The latest in research linking Alzheimer's and Down syndrome, NIH Director Francis Collins talks about the challenges facing NIH, and university presidents speak out against sequestration (read more). 

 

 

Must reads

  • A November 13, 2013 Bloomberg article reported on the advancement of research linking Alzheimer's and Down syndrome. According to the article, "Research to unravel for the first time the complex genetic mechanisms shared by Alzheimer’s disease and Down syndrome is gaining momentum in studies by Johnson & Johnson and patient advocacy groups…While the high incidence in Down patients has been noted for decades, scientists are only now seeking to use the quicker progression to gauge how Alzheimer’s grows in the general population. At a time when drug companies have been frustrated in their efforts to slow the disease, the link to Down syndrome may hold the promise of a new path forward toward finding an effective treatment."
  • A November 8, 2013 Wall Street Journal Saturday Interview piece profiled NIH Director Francis Collins and his thoughts on the "political upheaval" NIH is in the midst of.
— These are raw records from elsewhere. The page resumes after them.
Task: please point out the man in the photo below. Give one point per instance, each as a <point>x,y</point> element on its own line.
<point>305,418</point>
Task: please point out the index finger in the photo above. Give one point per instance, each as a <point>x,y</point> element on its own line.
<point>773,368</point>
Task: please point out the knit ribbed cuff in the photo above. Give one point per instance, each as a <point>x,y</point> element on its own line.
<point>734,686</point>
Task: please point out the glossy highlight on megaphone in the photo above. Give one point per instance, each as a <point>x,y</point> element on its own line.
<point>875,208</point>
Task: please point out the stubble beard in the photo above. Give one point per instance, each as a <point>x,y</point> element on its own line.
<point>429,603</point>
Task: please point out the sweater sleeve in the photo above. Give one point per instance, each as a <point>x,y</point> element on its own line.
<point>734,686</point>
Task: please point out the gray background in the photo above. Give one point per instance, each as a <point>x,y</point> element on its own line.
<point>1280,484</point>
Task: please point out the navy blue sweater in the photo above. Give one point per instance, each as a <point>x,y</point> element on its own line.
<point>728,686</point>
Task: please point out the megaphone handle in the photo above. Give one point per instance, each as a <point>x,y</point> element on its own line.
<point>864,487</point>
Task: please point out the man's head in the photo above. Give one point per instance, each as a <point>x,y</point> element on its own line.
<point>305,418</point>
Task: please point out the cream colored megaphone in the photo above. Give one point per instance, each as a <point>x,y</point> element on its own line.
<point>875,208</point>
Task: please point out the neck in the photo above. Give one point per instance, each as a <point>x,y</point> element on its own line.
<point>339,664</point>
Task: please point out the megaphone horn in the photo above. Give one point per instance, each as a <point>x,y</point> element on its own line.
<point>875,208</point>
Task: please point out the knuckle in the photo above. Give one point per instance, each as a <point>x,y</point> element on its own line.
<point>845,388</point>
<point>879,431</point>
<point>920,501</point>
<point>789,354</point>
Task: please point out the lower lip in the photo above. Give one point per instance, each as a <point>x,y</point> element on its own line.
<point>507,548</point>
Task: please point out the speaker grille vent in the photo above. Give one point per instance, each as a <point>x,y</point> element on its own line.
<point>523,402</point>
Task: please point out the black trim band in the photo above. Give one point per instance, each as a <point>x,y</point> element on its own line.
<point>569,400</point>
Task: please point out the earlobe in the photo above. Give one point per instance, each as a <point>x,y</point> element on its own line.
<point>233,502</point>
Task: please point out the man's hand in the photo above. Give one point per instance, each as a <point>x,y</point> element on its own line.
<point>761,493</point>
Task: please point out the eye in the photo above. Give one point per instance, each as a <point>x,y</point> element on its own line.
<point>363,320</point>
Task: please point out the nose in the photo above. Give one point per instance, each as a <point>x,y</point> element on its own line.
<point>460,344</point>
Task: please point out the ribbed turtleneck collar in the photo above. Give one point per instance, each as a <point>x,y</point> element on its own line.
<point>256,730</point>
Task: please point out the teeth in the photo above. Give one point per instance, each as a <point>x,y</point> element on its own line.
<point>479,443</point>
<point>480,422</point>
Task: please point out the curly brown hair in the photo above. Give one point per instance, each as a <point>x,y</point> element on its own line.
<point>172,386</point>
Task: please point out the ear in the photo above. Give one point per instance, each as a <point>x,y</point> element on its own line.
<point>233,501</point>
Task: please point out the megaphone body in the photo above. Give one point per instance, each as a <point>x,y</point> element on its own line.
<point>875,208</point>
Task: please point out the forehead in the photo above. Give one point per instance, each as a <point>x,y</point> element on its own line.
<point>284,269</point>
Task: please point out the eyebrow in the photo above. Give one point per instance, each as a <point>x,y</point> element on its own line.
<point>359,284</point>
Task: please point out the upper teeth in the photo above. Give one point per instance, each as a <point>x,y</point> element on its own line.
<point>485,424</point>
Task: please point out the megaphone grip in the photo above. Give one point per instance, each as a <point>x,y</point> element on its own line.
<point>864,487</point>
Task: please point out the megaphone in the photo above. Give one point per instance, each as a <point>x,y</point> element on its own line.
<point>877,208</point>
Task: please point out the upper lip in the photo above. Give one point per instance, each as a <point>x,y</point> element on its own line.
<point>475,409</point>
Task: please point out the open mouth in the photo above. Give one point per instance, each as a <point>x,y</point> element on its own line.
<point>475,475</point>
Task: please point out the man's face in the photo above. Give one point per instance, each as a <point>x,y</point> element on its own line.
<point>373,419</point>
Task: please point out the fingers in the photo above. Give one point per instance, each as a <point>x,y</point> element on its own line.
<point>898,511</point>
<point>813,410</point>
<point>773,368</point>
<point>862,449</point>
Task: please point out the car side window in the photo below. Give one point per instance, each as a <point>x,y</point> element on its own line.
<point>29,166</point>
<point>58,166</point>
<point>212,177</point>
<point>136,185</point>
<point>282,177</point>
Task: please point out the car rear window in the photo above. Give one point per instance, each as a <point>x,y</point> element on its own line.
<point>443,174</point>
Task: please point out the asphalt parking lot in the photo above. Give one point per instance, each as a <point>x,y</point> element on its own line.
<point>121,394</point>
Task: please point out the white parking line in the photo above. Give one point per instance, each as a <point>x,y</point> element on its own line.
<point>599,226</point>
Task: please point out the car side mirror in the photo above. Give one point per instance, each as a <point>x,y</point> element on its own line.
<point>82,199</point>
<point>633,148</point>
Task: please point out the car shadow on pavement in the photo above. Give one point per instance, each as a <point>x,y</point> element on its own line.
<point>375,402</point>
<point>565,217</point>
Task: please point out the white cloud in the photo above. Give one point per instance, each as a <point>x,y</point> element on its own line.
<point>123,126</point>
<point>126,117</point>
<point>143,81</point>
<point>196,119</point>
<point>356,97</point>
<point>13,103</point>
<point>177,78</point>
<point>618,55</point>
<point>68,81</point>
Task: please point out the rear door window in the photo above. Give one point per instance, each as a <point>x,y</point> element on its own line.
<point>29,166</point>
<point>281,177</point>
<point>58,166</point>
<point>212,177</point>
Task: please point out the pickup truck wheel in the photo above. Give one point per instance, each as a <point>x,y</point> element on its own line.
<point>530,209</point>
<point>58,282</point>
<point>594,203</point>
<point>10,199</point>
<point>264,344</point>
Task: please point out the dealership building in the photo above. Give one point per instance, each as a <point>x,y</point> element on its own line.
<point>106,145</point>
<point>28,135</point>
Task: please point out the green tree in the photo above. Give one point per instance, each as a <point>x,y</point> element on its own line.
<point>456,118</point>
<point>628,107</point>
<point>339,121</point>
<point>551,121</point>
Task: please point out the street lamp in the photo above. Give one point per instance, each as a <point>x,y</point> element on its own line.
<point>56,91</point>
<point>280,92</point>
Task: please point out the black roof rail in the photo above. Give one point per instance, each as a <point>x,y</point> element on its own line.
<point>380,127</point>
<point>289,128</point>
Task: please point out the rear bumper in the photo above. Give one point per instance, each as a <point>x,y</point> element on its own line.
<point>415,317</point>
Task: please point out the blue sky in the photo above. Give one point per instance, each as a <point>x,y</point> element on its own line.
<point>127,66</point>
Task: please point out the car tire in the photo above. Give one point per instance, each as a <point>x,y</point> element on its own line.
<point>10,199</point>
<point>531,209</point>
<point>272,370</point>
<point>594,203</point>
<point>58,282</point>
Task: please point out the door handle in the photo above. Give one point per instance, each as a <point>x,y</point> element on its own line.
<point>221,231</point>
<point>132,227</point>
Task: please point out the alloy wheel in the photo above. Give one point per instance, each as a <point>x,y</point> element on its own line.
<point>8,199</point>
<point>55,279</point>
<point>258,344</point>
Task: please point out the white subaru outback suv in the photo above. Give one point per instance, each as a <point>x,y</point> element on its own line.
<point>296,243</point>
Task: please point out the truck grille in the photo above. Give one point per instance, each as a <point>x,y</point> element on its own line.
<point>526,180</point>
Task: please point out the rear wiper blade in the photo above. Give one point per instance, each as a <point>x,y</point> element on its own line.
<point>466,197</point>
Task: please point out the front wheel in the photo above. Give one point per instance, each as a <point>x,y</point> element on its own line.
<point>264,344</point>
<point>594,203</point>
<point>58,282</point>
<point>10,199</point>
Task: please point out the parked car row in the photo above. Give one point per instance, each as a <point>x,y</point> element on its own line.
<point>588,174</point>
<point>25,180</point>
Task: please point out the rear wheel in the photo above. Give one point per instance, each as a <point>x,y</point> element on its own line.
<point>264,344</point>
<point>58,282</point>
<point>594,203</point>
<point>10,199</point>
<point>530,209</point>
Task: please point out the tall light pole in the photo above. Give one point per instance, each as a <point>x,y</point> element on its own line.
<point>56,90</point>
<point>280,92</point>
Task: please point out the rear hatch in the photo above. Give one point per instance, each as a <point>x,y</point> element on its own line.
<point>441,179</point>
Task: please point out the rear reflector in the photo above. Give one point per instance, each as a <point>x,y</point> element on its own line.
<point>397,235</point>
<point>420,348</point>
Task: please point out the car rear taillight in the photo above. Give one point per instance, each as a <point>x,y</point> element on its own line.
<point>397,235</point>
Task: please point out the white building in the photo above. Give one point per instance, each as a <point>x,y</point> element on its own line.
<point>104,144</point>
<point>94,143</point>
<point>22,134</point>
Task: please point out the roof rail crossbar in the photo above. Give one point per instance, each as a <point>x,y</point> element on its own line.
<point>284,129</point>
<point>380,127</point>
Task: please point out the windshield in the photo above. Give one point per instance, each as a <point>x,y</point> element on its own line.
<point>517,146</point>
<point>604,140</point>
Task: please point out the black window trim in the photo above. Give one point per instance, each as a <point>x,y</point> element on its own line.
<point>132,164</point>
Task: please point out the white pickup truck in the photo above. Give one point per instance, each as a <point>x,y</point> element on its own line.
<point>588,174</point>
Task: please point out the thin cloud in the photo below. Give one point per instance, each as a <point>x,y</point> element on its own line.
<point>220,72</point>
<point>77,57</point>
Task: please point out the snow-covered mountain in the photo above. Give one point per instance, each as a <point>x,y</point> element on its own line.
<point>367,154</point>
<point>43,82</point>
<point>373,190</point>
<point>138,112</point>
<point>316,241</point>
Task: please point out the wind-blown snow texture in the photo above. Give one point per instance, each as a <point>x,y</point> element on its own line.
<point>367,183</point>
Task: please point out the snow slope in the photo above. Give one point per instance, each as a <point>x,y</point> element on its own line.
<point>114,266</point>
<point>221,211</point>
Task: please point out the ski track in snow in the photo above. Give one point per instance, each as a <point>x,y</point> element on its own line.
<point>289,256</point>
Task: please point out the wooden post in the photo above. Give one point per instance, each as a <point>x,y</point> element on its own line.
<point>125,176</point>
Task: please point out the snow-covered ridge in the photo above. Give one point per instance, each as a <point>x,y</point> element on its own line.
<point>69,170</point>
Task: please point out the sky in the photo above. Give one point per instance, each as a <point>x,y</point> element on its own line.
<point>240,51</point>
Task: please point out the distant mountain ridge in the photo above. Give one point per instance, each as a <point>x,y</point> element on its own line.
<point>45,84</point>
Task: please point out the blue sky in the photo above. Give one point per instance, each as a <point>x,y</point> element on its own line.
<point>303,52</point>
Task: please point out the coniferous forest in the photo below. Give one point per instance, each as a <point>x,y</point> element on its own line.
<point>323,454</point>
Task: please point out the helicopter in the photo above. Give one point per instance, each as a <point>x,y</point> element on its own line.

According to the article, ""Dr. Collins says "the paradox of my daily experience" is that the potential of medical research is unprecedented and yet he is trailed by "this sense that we are not taking full advantage of what is in many ways our most critical resource." NIH appropriations doubled in real terms between 1998 and 2003 but leveled off after that and then started to decline. "We're getting pretty close to being undoubled," he says. The NIH now turns down six of every seven grant applications; in 1979, it accepted two of five…Research can't be turned on and off like a faucet, he adds. Since knowledge is incremental and builds over time, medical innovations may be delayed or never happen at all: "We can all think of findings that seemed completely irrelevant but ultimately changed everything and led to people's lives being saved, but began in the strangest way.""

Sequestration 

  • A November 12, 2013 Washington Post article reported on the efforts of university presidents to highlight the impact of sequestration on university led research. According to the article, "This week university presidents meeting in the nation’s capital denounced the sequester, as they have since before it took effect in March, and urged Congress to roll it back so that federally sponsored research can resume at a normal pace."
  • A November 12, 2013 Hartford Business Journal article reported on a report released by NDD United that highlighted the impact of budget cuts on a range of programs, from early childhood education to elderly care programs. According to the article, "Already, the sequester is "creating a drag on an economy still struggling to recover from the Great Recession," the report said. And it will only get worse, reaching deep into many communities around the country and even overseas…The NDD United group called the report the "first comprehensive look" at the impact of sequestration across several sectors. NDD groups that helped pay for the report include the Alzheimer's Foundation of America, American Heart Association, Council on Undergraduate Research and Goodwill Industries International, among others."

Research and science 

  • A November 12, 2013 News Medical article reported that "Researchers at Mayo Clinic in Florida, the University of Florida in Gainesville, and the Institute for Systems Biology in Seattle have received a $7.5 million grant from the National Institutes of Health to take a new and more expanded approach to identifying drug targets to treat and possibly prevent Alzheimer's disease."